Suppose we know the solution for P1 - 1-dimensional problem: find if a new interval is overlapping with a given collection of intervals.
Once we know to solve it, we can check if the new rectangle is overlapping with the collection of rectangles in each of the x/y/z projections.
So the solution of P3 is equivalent to P1_x AND P1_y AND P1_z.

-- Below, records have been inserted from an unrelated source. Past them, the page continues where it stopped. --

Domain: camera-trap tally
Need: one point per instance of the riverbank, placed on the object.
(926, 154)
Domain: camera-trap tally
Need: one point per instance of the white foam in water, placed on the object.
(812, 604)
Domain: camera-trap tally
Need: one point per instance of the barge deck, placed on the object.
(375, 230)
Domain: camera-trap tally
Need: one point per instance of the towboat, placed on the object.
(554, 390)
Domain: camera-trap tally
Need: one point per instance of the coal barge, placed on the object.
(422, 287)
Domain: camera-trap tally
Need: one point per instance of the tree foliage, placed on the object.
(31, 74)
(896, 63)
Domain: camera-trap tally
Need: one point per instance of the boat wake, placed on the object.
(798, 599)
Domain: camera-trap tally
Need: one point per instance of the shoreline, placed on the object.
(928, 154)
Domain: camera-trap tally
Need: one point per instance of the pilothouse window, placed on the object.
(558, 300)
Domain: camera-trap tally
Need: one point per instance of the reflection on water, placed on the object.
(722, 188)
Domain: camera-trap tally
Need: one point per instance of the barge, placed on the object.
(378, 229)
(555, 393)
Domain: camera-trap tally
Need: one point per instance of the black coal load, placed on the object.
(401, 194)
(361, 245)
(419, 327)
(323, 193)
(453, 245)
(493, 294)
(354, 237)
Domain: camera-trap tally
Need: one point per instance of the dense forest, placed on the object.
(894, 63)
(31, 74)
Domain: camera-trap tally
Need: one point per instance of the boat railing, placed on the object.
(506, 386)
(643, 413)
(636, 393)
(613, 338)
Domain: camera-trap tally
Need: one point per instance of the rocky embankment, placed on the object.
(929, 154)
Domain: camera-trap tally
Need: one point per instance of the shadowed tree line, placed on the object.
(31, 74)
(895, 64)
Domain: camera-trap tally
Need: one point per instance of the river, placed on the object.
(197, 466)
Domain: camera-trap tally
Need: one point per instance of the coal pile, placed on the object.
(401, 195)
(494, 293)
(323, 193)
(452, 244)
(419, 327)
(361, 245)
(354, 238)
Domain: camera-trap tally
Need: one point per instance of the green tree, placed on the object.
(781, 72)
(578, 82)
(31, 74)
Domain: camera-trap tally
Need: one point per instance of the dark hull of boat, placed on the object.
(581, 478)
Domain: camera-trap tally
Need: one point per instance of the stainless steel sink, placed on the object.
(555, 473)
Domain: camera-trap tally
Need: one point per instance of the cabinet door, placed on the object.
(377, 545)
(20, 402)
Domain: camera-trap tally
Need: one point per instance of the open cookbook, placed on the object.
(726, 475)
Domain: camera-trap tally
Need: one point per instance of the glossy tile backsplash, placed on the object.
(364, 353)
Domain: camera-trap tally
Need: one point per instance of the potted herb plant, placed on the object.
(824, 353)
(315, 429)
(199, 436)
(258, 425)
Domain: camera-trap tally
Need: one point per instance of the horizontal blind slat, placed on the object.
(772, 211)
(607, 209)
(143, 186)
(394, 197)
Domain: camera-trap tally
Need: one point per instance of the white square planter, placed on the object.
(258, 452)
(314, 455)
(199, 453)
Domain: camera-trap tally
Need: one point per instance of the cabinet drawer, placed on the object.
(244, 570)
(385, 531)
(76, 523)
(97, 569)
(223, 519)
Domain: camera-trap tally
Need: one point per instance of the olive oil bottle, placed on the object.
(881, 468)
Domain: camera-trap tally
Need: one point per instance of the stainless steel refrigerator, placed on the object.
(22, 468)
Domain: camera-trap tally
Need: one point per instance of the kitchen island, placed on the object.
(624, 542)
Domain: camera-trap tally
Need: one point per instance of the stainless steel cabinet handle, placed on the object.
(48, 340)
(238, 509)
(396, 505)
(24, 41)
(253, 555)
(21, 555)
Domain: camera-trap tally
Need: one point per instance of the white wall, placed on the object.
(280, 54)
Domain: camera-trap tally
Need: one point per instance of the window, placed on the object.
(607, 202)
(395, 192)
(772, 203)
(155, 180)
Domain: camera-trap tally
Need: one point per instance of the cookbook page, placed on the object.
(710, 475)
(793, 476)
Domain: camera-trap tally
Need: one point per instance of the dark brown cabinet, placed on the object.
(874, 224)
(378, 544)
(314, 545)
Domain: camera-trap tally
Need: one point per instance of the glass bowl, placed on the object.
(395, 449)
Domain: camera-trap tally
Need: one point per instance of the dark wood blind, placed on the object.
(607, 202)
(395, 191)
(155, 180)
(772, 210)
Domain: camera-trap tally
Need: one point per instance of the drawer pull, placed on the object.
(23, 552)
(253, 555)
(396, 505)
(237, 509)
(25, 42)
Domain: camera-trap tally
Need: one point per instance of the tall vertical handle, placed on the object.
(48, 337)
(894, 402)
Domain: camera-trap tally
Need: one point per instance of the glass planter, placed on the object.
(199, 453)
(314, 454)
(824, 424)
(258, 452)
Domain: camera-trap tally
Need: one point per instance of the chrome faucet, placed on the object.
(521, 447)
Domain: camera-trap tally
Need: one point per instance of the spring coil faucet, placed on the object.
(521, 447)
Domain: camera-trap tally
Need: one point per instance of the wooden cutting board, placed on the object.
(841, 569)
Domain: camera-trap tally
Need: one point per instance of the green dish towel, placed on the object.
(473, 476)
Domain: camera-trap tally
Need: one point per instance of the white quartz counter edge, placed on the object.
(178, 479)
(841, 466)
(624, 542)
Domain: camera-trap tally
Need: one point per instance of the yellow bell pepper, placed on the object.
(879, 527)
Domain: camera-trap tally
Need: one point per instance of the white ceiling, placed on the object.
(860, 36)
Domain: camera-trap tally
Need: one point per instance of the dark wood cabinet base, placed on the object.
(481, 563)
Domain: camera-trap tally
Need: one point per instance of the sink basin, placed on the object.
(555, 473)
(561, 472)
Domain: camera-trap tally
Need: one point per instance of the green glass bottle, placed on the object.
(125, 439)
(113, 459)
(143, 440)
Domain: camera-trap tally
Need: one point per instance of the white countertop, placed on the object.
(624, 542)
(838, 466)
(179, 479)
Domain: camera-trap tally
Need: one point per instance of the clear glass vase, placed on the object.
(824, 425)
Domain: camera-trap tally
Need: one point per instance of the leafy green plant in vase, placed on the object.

In order to solve P1 efficiently we can use sorted list. Each node of the list will include coordinate and number-of-opened-intetrvals-up-to-this-coordinate.
Suppose we have the following intervals:
[1,5]
[2,9]
[3,7]
[0,2]
then the list will look as follows:
{0,1} , {1,2} , {2,2}, {3,3}, {5,2}, {7,1}, {9,0}
if we receive a new interval, say [6,7], we find the largest item in the list that is smaller than 6: {5,2} and smllest item that is greater than 7: {9,0}.
So it is easy to say that the new interval does overlap with the existing ones.
And the search in the sorted list is faster than linear :)
You have to use some sort of a partitioning technique. However, because your problem is constrained (you use only rectangles), the data-structure can be a little simplified. I haven't thought this through in detail, but something like this should work ;)
Using the discrete value constraint - you can create a secondary table-like data-structure where you store the discrete values of second dimension (the 87 possible values). Assume that these values represent planes perpendicular to this dimension. For each of these planes you can store, in this secondary table, the rectangles that intersect these planes.
Similarly for the third dimension you can use another table with as many equally spaced values as you need (1.8 million is too much, so you would probably want to make this at least a couple of magnitudes smaller), and create a map the rectangles that are between two chosen values.
Given a query rectangle you can query the first table in constant time to determine a set of tables which possibly intersects this query. Then you can do another query on the second table, and do an intersection of the results from the first and the second query results. This should narrow down the number of actual intersection tests that you have to perform.